I notice that there are a few common ways to setup RewriteRules for MVC based PHP applications. Most of which contain:
RewriteCond %{DOCUMENT_ROOT}/%{REQUEST_FILENAME} !-f
RewriteCond %{DOCUMENT_ROOT}/%{REQUEST_FILENAME} !-d
Followed by a RewriteRule:
RewriteRule ^(.*)$ /index.php?$1 [L,QSA]
or
RewriteRule .* /index.php/$0 [PT,L]
I realize that L = LAST, QSA = query string appended, PT = pass through but as I don't have the real world experience of using these yet, could anyone inform me which flags and URI they would go with and why?
The latter rule contains a slash before the $0, I'm assuming because this forces it so the PATH CGI variable is populated, as often times I don't see it populated. Does the PT actually serve somewhat of the same purpose as the QSA, indirectly? Or how else would one use query strings? Basically, what are the pros and cons of these?

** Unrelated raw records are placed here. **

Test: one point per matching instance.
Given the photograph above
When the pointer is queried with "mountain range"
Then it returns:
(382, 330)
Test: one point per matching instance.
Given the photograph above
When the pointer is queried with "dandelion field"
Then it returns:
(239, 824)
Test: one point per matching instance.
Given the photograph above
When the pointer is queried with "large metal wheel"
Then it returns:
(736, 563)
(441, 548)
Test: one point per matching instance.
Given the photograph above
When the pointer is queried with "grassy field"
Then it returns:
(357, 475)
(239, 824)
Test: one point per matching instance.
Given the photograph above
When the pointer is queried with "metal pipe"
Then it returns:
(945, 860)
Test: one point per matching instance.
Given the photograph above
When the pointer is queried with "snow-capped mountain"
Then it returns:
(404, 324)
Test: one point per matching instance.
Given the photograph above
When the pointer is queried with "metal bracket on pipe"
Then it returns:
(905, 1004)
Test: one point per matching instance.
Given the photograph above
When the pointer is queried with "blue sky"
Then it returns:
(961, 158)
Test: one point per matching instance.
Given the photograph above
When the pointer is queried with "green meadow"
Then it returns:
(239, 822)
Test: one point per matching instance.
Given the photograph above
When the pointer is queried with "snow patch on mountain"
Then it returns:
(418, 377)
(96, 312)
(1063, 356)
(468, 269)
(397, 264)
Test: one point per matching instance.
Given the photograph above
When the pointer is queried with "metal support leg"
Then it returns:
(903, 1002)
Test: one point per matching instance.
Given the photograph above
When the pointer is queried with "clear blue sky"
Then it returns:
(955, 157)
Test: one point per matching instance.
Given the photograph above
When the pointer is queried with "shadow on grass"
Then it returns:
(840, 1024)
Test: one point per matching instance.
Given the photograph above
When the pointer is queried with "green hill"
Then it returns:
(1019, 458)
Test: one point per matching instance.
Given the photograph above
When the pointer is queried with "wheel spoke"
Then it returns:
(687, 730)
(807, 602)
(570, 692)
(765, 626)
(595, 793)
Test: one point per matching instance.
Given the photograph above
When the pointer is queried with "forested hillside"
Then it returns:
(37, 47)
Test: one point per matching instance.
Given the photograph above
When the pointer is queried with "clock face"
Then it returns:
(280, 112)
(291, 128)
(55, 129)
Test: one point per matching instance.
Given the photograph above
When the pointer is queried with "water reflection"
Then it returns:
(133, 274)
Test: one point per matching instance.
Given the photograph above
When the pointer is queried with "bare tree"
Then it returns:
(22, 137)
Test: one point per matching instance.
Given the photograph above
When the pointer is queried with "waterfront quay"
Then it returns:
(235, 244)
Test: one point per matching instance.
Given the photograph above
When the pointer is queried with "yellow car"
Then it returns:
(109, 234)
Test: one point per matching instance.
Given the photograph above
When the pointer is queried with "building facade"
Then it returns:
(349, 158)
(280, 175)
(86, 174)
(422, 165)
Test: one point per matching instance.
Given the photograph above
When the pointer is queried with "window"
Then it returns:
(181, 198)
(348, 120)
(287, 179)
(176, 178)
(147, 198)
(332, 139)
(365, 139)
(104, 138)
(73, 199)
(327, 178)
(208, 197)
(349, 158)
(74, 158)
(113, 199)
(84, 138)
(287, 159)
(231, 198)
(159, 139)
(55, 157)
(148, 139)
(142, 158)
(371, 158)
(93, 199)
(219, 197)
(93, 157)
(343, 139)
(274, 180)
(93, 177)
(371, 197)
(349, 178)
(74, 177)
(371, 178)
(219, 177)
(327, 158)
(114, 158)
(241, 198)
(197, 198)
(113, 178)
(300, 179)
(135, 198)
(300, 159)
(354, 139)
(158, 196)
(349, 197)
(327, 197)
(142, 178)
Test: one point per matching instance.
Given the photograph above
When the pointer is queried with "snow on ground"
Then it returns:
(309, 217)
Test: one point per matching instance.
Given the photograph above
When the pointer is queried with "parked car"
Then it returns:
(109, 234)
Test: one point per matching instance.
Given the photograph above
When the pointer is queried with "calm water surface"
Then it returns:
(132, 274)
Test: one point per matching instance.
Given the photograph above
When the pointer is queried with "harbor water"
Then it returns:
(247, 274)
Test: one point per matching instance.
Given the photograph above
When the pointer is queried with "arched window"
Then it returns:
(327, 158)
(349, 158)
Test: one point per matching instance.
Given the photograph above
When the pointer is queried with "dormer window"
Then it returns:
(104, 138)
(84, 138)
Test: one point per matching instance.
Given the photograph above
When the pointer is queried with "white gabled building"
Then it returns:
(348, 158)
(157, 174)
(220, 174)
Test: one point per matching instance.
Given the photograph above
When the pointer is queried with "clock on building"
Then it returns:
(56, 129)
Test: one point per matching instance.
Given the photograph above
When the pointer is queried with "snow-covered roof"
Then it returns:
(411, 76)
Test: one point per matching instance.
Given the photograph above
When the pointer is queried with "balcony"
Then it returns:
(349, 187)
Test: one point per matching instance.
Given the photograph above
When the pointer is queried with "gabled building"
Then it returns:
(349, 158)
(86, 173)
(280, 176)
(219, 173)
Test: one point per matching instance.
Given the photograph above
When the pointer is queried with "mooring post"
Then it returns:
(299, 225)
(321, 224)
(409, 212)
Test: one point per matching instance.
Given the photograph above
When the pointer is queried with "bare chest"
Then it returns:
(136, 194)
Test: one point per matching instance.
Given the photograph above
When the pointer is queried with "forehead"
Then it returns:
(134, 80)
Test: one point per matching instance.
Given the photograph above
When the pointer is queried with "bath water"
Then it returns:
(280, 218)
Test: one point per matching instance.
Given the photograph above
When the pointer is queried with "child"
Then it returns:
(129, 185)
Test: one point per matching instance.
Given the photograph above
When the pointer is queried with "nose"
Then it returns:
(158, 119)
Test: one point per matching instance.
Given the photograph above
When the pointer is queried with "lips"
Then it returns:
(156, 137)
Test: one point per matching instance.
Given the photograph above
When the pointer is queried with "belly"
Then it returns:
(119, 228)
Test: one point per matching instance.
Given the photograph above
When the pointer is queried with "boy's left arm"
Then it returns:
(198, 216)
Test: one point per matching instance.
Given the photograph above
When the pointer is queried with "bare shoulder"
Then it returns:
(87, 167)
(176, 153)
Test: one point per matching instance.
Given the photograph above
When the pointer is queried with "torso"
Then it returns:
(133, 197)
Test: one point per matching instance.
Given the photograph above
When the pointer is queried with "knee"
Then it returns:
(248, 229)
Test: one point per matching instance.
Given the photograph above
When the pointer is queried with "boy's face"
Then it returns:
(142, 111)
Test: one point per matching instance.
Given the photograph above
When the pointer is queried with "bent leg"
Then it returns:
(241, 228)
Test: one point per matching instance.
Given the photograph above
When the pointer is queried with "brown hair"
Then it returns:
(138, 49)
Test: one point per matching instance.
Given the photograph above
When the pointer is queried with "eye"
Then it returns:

And just to confirm, if I wanted to add say an ErrorDocument directive would the L flag matter? Let's say a request to '/non-existing-link/' is made, my application cannot pick it up from the defined routes I have, nor is there an existing directory as such, would the L have any effect if I placed the ErrorDocument below the RewriteRule? Should I place it before the entire snippet? Same with 301s, 302s. And if I were to actually manually invoke 3xx/4xx codes, I would be using the header() function within my application, right? I kind of have a feeling this is quite dirty but is probably the most practical and only way of doing it hence it probably isn't dirty.